MUMBAI: A special court under the Maharashtra Control of Organised Crime Act (MCOCA) has refused to discharge Salim Iqbal Qureshi, also known as Salim Fruit, in a high-profile extortion case allegedly linked to fugitive gangster Chhota Shakil. The court said there was enough material on record to proceed with the trial and framed charges under various sections of the IPC as well as sections of MCOCA.

The case stems from a 2022 complaint filed by a city-based businessman. He alleged that he was targeted for ₹62 lakh after hosting a birthday party at a five-star hotel in February 2021, attended by over 200 guests. According to the prosecution, the plan to extort money was hatched at the event and carried out by members of a syndicate allegedly led by Shakil. The complainant claimed he was threatened, forced to hand over a Range Rover worth about ₹30 lakh, and made to transfer additional money after being put in fear of serious harm.
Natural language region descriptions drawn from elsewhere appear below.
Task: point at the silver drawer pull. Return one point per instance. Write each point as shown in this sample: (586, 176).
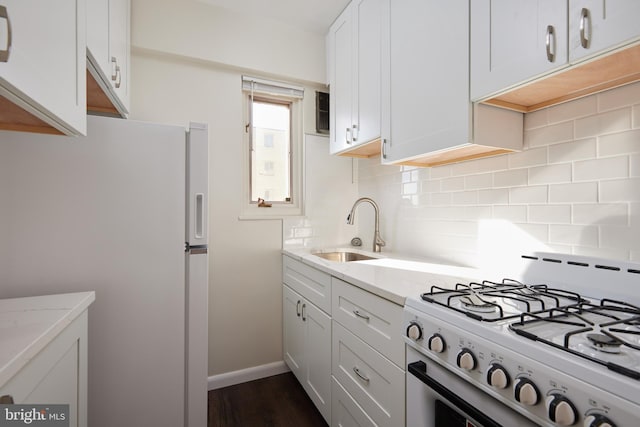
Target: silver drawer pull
(360, 374)
(360, 315)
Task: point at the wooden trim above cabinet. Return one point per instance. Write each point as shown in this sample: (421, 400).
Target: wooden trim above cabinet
(613, 70)
(13, 117)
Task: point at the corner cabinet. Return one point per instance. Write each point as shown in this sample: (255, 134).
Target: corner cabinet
(307, 330)
(108, 56)
(42, 66)
(515, 40)
(354, 78)
(427, 117)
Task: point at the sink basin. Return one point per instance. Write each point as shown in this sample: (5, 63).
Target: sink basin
(342, 256)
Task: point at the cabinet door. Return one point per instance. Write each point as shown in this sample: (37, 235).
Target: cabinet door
(513, 41)
(317, 363)
(598, 25)
(45, 70)
(108, 54)
(368, 26)
(425, 77)
(293, 331)
(341, 82)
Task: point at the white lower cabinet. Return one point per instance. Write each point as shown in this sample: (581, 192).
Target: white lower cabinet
(307, 347)
(345, 412)
(56, 375)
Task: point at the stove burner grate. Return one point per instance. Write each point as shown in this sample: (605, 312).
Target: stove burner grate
(605, 327)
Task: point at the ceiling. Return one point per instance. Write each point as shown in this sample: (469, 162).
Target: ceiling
(311, 15)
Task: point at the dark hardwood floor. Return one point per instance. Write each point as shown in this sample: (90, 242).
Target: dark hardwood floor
(278, 401)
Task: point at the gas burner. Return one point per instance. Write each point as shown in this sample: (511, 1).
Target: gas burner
(473, 302)
(604, 343)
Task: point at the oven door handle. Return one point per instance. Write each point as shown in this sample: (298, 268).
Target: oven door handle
(419, 370)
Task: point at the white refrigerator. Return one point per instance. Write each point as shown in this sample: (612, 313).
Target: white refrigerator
(122, 211)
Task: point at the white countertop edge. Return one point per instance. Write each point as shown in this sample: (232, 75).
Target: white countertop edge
(73, 304)
(416, 279)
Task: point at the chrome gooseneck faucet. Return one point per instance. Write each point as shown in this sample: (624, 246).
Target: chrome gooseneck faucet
(378, 243)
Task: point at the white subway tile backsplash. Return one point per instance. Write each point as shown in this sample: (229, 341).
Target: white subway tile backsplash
(572, 110)
(528, 195)
(574, 189)
(620, 190)
(607, 168)
(511, 178)
(526, 158)
(586, 192)
(574, 235)
(619, 97)
(609, 122)
(550, 174)
(619, 143)
(499, 196)
(572, 151)
(550, 214)
(601, 213)
(561, 132)
(478, 181)
(510, 213)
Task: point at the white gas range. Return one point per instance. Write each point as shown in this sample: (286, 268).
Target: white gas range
(559, 345)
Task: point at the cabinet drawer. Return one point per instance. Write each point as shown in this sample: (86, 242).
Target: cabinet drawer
(345, 411)
(375, 320)
(375, 383)
(312, 284)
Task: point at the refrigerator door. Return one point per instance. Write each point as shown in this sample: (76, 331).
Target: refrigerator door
(106, 213)
(197, 276)
(197, 184)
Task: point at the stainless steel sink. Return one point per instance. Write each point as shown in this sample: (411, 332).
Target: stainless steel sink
(342, 256)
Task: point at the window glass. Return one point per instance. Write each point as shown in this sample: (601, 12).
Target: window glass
(270, 150)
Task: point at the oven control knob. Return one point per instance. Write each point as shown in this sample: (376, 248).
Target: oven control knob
(414, 331)
(436, 343)
(466, 360)
(561, 410)
(526, 392)
(497, 376)
(598, 420)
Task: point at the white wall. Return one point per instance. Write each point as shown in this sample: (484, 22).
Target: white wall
(187, 62)
(574, 189)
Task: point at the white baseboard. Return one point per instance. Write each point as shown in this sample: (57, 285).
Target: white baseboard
(245, 375)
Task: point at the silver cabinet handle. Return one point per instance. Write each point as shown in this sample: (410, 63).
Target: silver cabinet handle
(585, 34)
(360, 374)
(4, 54)
(360, 315)
(119, 77)
(550, 42)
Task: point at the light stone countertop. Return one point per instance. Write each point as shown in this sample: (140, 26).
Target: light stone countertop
(28, 324)
(391, 277)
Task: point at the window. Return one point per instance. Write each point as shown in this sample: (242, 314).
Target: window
(273, 142)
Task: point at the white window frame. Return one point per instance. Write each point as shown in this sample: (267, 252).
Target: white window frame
(283, 92)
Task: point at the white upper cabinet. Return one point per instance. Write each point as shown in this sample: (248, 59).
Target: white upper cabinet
(427, 117)
(599, 25)
(108, 56)
(513, 41)
(42, 66)
(354, 75)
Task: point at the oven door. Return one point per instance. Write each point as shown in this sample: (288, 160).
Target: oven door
(437, 397)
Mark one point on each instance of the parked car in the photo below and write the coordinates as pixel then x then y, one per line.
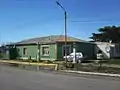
pixel 79 57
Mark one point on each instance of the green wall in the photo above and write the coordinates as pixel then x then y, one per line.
pixel 33 52
pixel 55 51
pixel 31 49
pixel 86 48
pixel 52 52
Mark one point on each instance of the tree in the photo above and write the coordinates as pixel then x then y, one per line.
pixel 106 34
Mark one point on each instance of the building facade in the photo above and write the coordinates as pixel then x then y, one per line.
pixel 50 48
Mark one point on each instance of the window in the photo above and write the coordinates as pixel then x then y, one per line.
pixel 24 51
pixel 45 51
pixel 68 50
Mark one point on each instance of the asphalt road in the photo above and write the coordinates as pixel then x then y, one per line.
pixel 18 79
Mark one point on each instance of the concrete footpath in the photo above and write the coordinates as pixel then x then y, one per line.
pixel 92 73
pixel 56 68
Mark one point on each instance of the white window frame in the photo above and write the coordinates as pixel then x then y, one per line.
pixel 48 46
pixel 66 46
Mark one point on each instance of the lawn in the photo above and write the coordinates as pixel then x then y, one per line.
pixel 117 62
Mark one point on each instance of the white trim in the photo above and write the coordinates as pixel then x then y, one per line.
pixel 63 48
pixel 41 49
pixel 48 59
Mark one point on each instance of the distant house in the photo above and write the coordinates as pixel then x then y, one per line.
pixel 49 48
pixel 109 50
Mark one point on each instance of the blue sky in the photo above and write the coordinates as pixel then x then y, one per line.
pixel 22 19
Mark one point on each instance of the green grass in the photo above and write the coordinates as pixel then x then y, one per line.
pixel 117 62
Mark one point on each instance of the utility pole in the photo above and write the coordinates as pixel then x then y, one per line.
pixel 65 27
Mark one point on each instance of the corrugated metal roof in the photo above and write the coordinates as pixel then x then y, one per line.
pixel 50 39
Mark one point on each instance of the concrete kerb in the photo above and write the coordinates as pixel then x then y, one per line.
pixel 29 63
pixel 92 73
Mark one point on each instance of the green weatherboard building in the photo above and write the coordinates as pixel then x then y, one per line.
pixel 49 48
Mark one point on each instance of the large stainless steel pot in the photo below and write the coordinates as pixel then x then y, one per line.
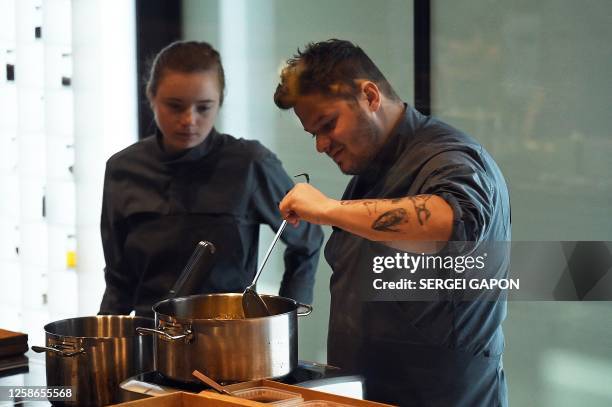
pixel 209 333
pixel 93 355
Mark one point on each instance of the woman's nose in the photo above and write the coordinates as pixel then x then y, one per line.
pixel 189 116
pixel 322 143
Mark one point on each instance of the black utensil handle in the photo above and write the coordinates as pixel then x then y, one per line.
pixel 197 268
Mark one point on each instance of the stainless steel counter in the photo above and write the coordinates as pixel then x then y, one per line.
pixel 34 376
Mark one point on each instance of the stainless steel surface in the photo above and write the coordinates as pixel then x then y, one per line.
pixel 252 304
pixel 94 355
pixel 216 386
pixel 188 280
pixel 223 344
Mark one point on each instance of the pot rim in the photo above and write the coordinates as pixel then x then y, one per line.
pixel 97 338
pixel 170 318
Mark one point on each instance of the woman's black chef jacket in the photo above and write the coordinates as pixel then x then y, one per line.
pixel 157 206
pixel 424 353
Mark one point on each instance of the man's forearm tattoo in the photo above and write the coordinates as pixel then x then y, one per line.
pixel 420 208
pixel 390 220
pixel 371 204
Over the past few months, the special court discharged several co-accused, ruling that there was not enough evidence against them to justify proceeding under the organised-crime law. These orders significantly narrowed the case. However, the court said Qureshi’s role was different from the discharged individuals. The court noted that the FIR and charge sheet contained specific allegations against him. The judge said he could not seek the same relief as the others because the evidence against him was not the same.
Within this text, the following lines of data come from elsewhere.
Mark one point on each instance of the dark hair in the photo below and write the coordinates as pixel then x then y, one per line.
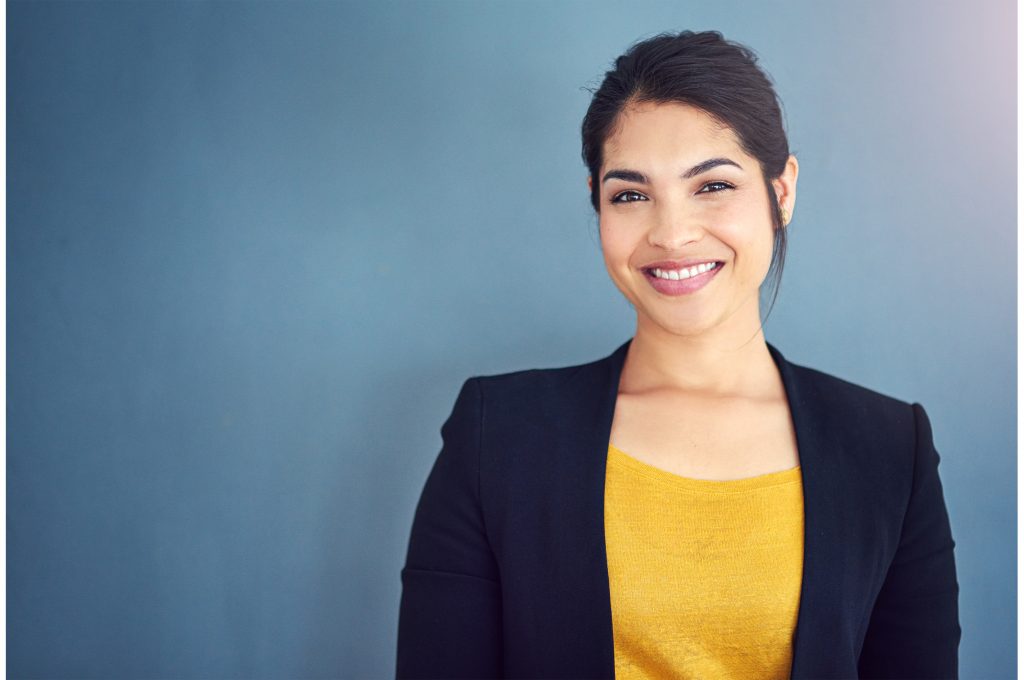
pixel 706 71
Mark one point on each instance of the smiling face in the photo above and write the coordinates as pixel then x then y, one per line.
pixel 679 194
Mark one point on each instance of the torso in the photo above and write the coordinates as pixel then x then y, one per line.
pixel 708 437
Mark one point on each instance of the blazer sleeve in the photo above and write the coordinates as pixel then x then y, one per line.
pixel 914 627
pixel 450 620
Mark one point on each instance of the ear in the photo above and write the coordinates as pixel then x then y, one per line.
pixel 785 184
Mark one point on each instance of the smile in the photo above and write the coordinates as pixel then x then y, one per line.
pixel 677 274
pixel 684 281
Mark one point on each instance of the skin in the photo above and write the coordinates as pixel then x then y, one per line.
pixel 699 393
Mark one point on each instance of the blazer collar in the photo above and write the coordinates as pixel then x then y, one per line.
pixel 822 556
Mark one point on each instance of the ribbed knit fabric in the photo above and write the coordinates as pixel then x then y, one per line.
pixel 705 576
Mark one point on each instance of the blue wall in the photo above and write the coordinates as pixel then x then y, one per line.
pixel 255 248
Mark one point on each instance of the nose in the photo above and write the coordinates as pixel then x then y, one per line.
pixel 674 226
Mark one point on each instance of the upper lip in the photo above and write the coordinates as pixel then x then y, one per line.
pixel 679 264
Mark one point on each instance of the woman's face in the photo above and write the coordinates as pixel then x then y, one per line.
pixel 678 192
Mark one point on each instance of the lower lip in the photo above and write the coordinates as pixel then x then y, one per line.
pixel 683 286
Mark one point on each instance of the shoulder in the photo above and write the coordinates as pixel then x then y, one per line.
pixel 841 400
pixel 542 383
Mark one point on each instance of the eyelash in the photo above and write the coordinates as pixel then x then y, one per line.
pixel 725 185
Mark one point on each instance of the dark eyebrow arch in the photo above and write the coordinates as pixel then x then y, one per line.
pixel 699 168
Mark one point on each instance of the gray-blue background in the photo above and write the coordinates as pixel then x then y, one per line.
pixel 254 250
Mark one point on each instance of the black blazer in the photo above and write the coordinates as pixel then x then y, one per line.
pixel 506 574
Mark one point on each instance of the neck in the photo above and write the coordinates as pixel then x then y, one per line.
pixel 714 364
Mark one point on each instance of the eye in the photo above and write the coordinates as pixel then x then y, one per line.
pixel 628 197
pixel 715 187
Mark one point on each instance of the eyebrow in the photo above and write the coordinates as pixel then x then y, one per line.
pixel 699 168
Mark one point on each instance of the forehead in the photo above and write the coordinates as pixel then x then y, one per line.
pixel 660 131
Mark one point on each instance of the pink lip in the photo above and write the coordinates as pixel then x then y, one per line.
pixel 677 264
pixel 684 286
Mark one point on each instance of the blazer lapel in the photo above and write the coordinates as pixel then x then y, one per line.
pixel 821 629
pixel 816 635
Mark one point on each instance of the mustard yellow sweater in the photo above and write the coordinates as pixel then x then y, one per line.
pixel 705 576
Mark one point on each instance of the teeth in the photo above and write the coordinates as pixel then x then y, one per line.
pixel 680 274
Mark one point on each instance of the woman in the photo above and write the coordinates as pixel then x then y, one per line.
pixel 692 505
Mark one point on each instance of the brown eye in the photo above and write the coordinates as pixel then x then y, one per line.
pixel 628 197
pixel 714 187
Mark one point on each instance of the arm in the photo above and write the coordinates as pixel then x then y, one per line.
pixel 450 620
pixel 914 628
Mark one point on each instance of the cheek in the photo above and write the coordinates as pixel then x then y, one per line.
pixel 615 242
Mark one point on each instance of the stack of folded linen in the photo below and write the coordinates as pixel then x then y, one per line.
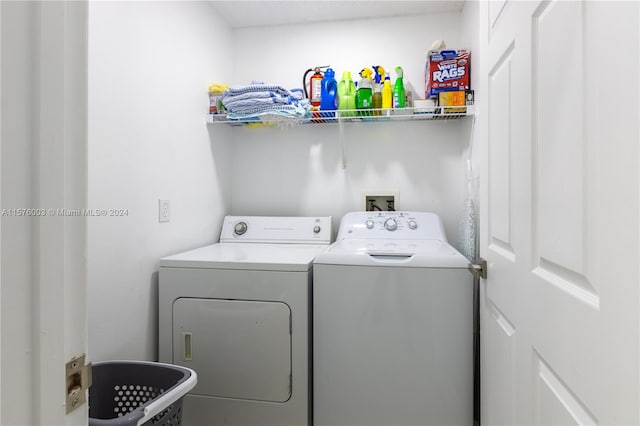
pixel 259 100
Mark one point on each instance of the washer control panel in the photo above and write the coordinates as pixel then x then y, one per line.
pixel 397 225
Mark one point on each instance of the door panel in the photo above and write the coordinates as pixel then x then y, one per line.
pixel 558 136
pixel 560 308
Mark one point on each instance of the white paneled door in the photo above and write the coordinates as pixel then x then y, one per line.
pixel 559 314
pixel 43 199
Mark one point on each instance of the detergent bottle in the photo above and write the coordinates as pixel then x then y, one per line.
pixel 376 101
pixel 387 93
pixel 399 94
pixel 364 93
pixel 347 95
pixel 329 96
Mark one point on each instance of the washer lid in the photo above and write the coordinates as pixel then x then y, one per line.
pixel 385 252
pixel 249 256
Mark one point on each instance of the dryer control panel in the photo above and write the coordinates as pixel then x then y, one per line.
pixel 276 229
pixel 396 225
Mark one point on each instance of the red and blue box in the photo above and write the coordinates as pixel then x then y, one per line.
pixel 446 71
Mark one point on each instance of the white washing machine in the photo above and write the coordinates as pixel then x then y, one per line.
pixel 392 324
pixel 238 313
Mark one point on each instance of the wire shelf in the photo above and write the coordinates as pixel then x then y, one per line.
pixel 351 116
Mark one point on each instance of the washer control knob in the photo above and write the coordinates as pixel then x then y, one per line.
pixel 391 224
pixel 240 228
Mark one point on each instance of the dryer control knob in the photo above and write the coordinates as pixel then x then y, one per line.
pixel 391 224
pixel 240 228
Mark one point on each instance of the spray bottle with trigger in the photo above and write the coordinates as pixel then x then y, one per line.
pixel 364 94
pixel 314 85
pixel 377 89
pixel 399 94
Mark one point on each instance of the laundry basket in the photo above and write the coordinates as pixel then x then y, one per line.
pixel 134 393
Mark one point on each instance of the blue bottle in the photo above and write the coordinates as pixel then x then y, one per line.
pixel 328 93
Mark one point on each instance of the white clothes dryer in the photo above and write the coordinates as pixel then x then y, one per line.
pixel 392 324
pixel 238 313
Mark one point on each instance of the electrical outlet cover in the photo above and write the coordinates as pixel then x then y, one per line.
pixel 164 212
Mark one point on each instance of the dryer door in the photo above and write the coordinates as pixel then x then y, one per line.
pixel 239 348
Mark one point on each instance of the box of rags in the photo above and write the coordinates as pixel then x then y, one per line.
pixel 447 70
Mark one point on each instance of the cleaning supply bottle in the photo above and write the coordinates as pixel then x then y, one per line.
pixel 329 93
pixel 387 93
pixel 364 93
pixel 376 100
pixel 347 95
pixel 399 95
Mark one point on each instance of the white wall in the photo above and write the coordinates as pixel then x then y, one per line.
pixel 149 67
pixel 298 171
pixel 19 105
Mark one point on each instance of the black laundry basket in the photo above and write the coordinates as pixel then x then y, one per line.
pixel 130 393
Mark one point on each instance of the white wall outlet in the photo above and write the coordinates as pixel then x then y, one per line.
pixel 381 200
pixel 164 212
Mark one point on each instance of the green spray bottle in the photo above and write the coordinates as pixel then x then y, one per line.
pixel 347 95
pixel 399 95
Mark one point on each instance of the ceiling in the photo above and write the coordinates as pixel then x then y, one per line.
pixel 241 13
Rejecting Qureshi’s plea for discharge, special judge NR Pradhan emphasised that “courts cannot conduct a mini trial at this stage” and that the court’s task is limited to assessing whether there exists “sufficient ground for proceeding.” The judge also clarified that observations made during bail hearings do not decide whether charges should be dropped.
The court found that, if taken at face value, the prosecution’s material pointed to offences such as extortion by putting a person in fear of death or grievous hurt, criminal intimidation, and conspiracy. It also held that there was enough initial evidence to suggest the acts were part of “continuing unlawful activity” carried out for financial gain by an organised crime syndicate.
With the discharge plea rejected and charges framed, the trial is set to begin on March 4. The prosecution will now have to prove both the extortion charges and the alleged links to organised crime that survived pre-trial scrutiny.